Now the director of national intelligence and defense secretary have six months to provide lawmakers with an unclassified report about whether these aircraft indicate that foreign adversaries have made breakthroughs in aerospace technology that could endanger U.S. forces.

The Office of the Director of National Intelligence, which is in charge of preparing the report to Congress, is aware of the requirement to do so and will respond accordingly, said ODNI spokeswoman Susan Meisner.

Video: Pentagon releases Navy videos showing “unidentified aerial phenomena,” formerly known as UFOs

The report, which may include a classified annex, is mandated by the Fiscal 2021 Intelligence Authorization Act, which was included in other legislation that was passed in December.

“Recent events make it all too clear that our nation continues to face ever-expanding threats from hostile foreign actors, including China, Russia, Iran, and North Korea,” Sen. Marco Rubio (R-Fla.), acting chair of the Senate Select Committee on Intelligence, said in a Dec. 21 news release.

Nothing in the legislation or Rubio’s press release indicates that lawmakers are concerned that the unidentified aircraft in question could be extraterrestrial in origin. The lingering question is whether Russia or China has surpassed the U.S. military in terms of hypersonic technology.

For the past several years, the Pentagon has been ramping up efforts to develop hypersonic technology. President Donald Trump has boasted that the Defense Department is working to develop a missile that can fly at 17 times faster than the speed of sound.

Defense officials have openly lamented that Russia and China are working on developing their own hypersonic weapons. Former Acting Navy Secretary Thomas Modly was fired in April after berating the crew of the aircraft carrier USS Theodore Roosevelt, during which he warned sailors that they would be “pretty f—ing scared” if hypersonic missiles were fired at the ship.

Right now, it is unclear whether the Russians and Chinese are ahead of the U.S. military in efforts to field hypersonic weapons, said retired Air Force Lt. Gen. David Deptula, dean of The Mitchell Institute for Aerospace Studies. While the United States made significant advances in hypersonic technology in the 1960s, funding for those efforts was canceled following the end of the Cold War, Deptula said.

“This is one thing that the Russians and the Chinese aren’t encumbered with: and that is political limitations.

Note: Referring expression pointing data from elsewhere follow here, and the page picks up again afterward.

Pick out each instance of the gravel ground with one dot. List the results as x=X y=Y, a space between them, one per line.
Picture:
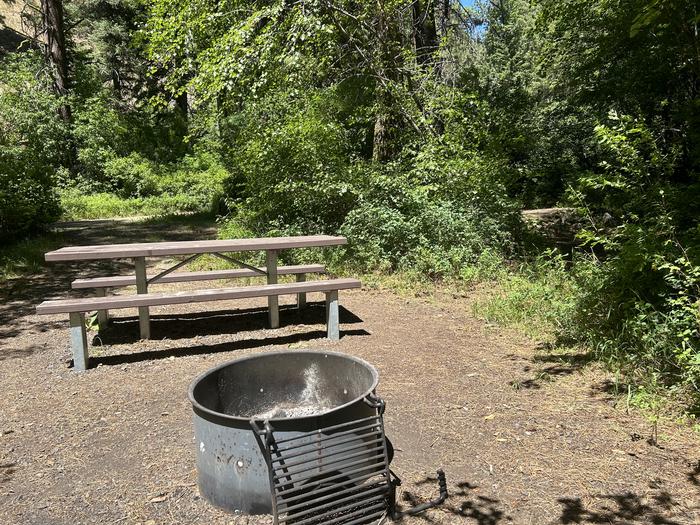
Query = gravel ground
x=523 y=437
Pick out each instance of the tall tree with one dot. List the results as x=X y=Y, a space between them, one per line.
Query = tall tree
x=56 y=52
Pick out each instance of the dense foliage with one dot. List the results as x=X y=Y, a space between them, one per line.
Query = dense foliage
x=417 y=128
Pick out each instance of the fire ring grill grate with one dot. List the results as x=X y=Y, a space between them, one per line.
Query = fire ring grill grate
x=299 y=435
x=336 y=475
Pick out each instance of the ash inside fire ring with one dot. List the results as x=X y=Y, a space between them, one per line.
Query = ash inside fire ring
x=310 y=402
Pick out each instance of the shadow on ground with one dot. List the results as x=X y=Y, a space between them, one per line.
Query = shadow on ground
x=230 y=346
x=548 y=367
x=480 y=509
x=622 y=509
x=185 y=326
x=6 y=471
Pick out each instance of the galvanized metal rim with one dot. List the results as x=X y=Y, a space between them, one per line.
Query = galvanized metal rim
x=200 y=377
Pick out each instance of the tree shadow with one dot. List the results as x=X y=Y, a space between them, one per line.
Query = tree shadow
x=481 y=509
x=17 y=353
x=622 y=509
x=185 y=326
x=550 y=367
x=6 y=472
x=153 y=355
x=694 y=475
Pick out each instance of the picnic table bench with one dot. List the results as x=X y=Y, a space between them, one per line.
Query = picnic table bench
x=138 y=252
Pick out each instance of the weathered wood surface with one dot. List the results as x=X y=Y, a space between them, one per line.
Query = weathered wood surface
x=156 y=249
x=181 y=277
x=216 y=294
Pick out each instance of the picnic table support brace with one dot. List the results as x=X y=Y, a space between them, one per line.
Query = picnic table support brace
x=102 y=315
x=272 y=300
x=142 y=287
x=332 y=315
x=239 y=263
x=78 y=341
x=301 y=297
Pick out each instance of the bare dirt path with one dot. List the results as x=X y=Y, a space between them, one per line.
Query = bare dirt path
x=523 y=437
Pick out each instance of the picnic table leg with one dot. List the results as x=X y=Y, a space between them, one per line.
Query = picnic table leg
x=332 y=315
x=301 y=297
x=78 y=341
x=142 y=287
x=102 y=315
x=272 y=300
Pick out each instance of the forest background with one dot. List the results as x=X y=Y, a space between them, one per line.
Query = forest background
x=419 y=129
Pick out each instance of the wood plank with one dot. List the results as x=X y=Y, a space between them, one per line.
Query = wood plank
x=184 y=297
x=157 y=249
x=181 y=277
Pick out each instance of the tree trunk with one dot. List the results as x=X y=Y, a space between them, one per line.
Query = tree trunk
x=381 y=148
x=52 y=14
x=425 y=38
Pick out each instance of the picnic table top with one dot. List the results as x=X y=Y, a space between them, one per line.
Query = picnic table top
x=155 y=249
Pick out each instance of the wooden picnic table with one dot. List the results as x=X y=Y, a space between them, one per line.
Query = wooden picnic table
x=193 y=249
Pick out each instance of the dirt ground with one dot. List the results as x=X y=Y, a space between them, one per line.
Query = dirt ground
x=524 y=437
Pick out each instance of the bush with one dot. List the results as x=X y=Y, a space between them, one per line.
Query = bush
x=401 y=225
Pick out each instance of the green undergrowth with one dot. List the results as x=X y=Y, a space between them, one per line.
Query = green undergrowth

If in fact they have a scientific or technological goal that they want to accomplish, they’ll proceed with it,” said Deptula, though he cautioned that “it might break them in terms of what happened to the Soviet Union when it came to spending on defense.”

The Defense Department, which referred questions on the report to ODNI, has shown a growing interest in reported of sightings of aircraft that appear not to spew any visible engine exhaust – and which can also loiter for up to 12 hours.

In April, the Pentagon officially released videos of three close encounters with “unidentified aerial phenomena” — the military’s term for UFOs — taken by Navy pilots. Then in August, the Pentagon established a task force “to detect, analyze and catalog UAPs that could potentially pose a threat to U.S. national security.”

In response to a question from Task & Purpose, the commander of U.S. Pacific Air Forces told reporters in September that none of his personnel had reported seeing unidentified aircraft since the Pentagon task force had been stood up.

Air Force Gen. Kenneth Wilsbach also said that he has seen strange things during his decades of flying experience, but he was unsure if extraterrestrial life has visited Earth. “I don’t know,” Wilsbach said while shaking his head. “I don’t know.”